In this clinical study,(12) it was suggested that when Epitalon was introduced in geriatric subjects, it appeared to elevate bioelectric and functional activities in the retina, thus preserving the morphological structure of the retina. More specifically, researchers postulated that the peptide "participates in common transcriptional mechanisms for the epiphysis and the retina." As a result, age-related retinal degeneration may be reversed in older subjects, which is supported by the positive clinical outcome in 90% of the subjects presented with the peptide.
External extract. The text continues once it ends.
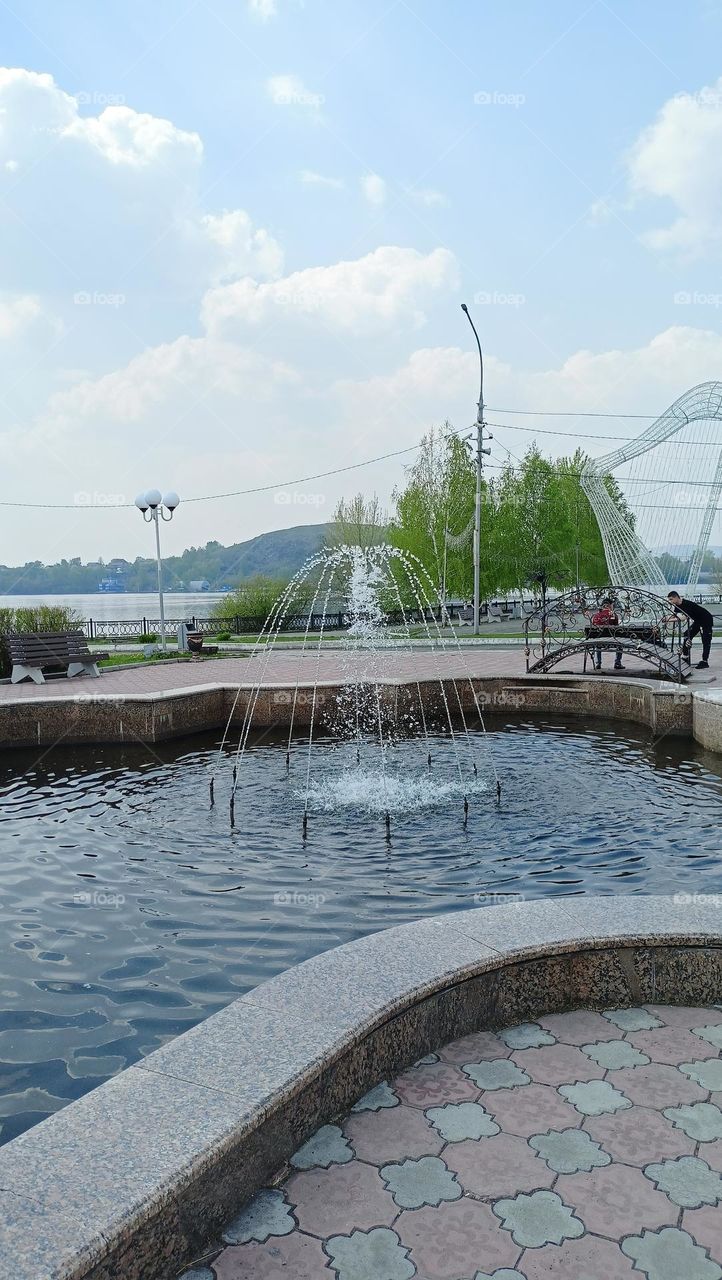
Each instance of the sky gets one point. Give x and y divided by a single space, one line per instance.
234 237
This study(13) was conducted on 266 elderly subjects (over 60 years old) over 6 to 8 years, where some subjects were presented with the peptide-bioregulator Thymalin, others with Epitalon, and the rest with the combination of the two. After the study, it was observed that both peptides appeared to have the potential to restore basic bodily functions in geriatric subjects, including improved functions in the cardiovascular, endocrine, immune, and nervous systems, along with normalized metabolic and hemostatic activities. The peptide groups appeared to exhibit a 2-fold decrease in common geriatric disorders such as acute respiratory disorder, heart diseases, and bone disorders. In addition, the mortality rate in the subjects with peptides appeared to decrease significantly, with a 2-fold decrease in subjects with Thymalin, a 1.8-fold decrease in subjects with Epitalon, and a 2.5-fold decrease in subjects presented with both peptides.